Indeks S&P 500 dan Nasdaq mencapai rekor baru di tengah harapan perdamaian Iran.
Pada sesi reguler, S&P 500 dan Nasdaq Composite sama-sama berakhir pada rekor penutupan tertinggi untuk sesi kedua berturut-turut, didorong oleh optimisme atas meredanya ketegangan di Timur Tengah.
 
Nasdaq juga memperpanjang tren kenaikannya menjadi 12 sesi berturut-turut, menandai rentetan kenaikan terpanjang sejak 2009.
 
Sentimen investor membaik setelah Israel menyetujui gencatan senjata sementara dengan Lebanon.

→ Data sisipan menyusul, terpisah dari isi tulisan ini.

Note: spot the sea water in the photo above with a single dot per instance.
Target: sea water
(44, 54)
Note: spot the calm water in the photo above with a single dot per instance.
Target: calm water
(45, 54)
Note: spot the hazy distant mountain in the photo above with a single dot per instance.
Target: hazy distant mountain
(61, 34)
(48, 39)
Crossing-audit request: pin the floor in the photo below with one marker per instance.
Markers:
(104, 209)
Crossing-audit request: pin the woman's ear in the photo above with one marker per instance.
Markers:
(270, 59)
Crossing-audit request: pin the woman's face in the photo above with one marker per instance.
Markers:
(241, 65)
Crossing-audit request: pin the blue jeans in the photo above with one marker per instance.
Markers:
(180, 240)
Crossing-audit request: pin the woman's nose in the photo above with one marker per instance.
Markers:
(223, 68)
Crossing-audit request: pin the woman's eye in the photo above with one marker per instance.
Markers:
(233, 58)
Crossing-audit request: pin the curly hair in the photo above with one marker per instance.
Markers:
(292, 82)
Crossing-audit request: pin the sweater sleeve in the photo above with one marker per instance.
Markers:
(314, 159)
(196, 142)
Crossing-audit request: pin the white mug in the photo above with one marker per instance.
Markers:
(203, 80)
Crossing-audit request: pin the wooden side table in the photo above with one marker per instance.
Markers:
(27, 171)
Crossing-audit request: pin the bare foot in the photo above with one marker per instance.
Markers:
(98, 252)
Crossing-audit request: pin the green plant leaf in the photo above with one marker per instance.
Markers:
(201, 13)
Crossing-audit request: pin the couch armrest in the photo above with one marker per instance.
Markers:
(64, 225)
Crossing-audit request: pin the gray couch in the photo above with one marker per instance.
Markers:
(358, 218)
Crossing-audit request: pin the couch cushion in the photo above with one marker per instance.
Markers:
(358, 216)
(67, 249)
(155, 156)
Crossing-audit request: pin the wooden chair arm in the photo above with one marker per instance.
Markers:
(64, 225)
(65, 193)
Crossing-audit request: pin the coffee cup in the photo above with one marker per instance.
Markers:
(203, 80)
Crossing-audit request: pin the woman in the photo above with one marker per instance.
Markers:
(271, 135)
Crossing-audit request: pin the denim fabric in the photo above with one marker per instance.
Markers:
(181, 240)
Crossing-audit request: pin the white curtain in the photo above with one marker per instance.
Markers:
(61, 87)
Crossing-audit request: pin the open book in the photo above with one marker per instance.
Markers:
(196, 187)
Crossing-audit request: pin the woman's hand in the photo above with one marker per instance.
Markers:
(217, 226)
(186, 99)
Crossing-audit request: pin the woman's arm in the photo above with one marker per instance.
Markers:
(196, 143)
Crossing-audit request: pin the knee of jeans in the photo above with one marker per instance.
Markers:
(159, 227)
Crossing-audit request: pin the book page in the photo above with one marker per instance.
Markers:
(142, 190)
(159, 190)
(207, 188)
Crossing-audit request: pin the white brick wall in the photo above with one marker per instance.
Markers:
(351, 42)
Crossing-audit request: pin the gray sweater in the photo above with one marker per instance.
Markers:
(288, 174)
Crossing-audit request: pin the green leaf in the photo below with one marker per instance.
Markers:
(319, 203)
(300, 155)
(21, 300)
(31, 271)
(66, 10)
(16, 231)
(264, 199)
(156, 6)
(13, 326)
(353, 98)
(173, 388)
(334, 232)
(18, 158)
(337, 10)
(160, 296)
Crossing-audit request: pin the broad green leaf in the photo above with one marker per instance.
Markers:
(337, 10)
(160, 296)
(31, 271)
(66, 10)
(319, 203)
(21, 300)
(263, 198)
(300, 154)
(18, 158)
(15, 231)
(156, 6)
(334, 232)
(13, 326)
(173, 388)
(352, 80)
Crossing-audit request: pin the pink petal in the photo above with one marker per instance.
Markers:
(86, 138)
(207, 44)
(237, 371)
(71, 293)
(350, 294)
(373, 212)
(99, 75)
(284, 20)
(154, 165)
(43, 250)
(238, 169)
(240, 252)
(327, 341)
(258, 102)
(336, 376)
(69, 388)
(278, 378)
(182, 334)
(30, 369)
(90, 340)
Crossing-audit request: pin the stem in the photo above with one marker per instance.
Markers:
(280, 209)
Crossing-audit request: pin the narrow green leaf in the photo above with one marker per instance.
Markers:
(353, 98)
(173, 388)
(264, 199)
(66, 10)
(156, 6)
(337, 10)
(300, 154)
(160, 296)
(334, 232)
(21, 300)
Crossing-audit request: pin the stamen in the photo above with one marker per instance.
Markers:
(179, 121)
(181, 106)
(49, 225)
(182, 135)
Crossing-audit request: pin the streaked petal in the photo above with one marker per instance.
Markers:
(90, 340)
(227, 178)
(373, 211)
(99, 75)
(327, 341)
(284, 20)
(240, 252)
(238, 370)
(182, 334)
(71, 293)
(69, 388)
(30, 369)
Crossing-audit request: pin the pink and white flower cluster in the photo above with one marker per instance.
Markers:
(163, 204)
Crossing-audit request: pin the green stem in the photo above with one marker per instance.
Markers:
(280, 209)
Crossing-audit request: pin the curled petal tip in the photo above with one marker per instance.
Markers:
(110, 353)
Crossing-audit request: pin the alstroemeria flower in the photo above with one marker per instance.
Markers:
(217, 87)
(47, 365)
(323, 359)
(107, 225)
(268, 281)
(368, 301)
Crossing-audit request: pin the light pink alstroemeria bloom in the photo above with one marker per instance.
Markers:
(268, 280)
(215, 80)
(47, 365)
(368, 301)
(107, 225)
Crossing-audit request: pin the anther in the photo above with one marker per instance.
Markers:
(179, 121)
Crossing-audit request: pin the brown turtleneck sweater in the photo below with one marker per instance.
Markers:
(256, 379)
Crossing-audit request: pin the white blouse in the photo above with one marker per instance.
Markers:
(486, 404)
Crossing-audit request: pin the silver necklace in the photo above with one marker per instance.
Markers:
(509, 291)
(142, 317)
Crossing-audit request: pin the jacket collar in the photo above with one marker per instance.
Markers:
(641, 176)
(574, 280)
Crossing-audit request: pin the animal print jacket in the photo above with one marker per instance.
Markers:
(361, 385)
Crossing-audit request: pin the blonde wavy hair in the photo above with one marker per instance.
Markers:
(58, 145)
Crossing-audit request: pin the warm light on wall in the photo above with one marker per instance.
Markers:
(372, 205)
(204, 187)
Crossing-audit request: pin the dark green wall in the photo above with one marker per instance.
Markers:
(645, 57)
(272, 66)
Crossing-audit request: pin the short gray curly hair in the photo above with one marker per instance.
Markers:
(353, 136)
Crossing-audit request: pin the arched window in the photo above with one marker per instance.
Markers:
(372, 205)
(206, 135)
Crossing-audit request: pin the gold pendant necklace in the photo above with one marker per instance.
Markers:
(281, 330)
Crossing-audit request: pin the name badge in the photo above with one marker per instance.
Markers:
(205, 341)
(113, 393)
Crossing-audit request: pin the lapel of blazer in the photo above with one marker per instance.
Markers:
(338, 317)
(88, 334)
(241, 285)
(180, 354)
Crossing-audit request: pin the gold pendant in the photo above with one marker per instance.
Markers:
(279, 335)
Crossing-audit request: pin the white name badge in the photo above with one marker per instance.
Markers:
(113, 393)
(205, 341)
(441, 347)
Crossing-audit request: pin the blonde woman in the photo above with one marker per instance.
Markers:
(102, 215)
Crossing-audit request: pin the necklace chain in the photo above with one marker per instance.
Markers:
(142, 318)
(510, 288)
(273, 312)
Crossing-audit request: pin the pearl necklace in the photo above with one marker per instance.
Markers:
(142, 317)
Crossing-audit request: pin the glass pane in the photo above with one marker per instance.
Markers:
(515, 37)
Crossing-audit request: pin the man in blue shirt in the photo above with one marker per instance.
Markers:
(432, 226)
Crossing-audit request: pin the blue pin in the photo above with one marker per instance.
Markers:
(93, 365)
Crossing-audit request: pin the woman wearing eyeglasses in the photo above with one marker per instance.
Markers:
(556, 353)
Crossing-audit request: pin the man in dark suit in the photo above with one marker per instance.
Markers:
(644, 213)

Sementara Presiden AS Donald Trump mengisyaratkan Washington dan Teheran dapat melanjutkan pembicaraan pada akhir pekan, meningkatkan harapan untuk de-eskalasi yang lebih luas di kawasan tersebut.
 
Gencatan senjata di Lebanon, yang diperkirakan akan berlangsung sekitar 10 hari, dipandang sebagai langkah awal potensial menuju negosiasi perdamaian yang lebih luas.
 
Terlepas dari nada optimis, kenaikan harga tergolong moderat karena pasar terus bergulat dengan sinyal yang saling bertentangan. Harga minyak tetap tinggi di tengah gangguan yang terus berlanjut di Selat Hormuz.
 
Data ekonomi yang dirilis sebelumnya pada hari itu menunjukkan klaim pengangguran AS turun lebih dari yang diperkirakan, menunjukkan ketahanan berkelanjutan di pasar tenaga kerja dan memberikan dukungan lebih lanjut bagi pasar saham.
 

Baca juga: Wall Street Ditutup Beragam, S&P 500 Cetak Rekor Harian Baru


(Ilustrasi Wall Street. Foto: iStock)
 

Pergerakan saham

 
Adapun, laba perusahaan juga tetap menjadi pendorong utama pergerakan pasar. Saham PepsiCo naik lebih dari dua persen setelah perusahaan membukukan laba dan pendapatan kuartalan yang lebih baik dari perkiraan, berkat permintaan internasional yang kuat dan kekuatan penetapan harga.
 
Saham Abbott Laboratories turun enam persen setelah memangkas prospek laba setahun penuh, dengan alasan tekanan terkait akuisisi, sementara Charles Schwab Corp (NYSE:SCHW) turun lebih dari tujuh persen karena investor bereaksi terhadap kurangnya panduan ke depan yang jelas meskipun pendapatan melebihi ekspektasi.
 
Setelah penutupan pasar saham, perhatian beralih ke Netflix, yang membukukan hasil kuartal pertama yang lebih kuat dari perkiraan tetapi mengecewakan investor dengan prospeknya.
 
Saham Netflix anjlok lebih dari sembilan persen dalam perdagangan setelah jam kerja reguler setelah perusahaan tersebut memperkirakan pendapatan kuartal kedua di bawah perkiraan Wall Street, dengan alasan biaya terkait konten yang lebih tinggi, dan mempertahankan panduan setahun penuh yang sedikit di bawah ekspektasi.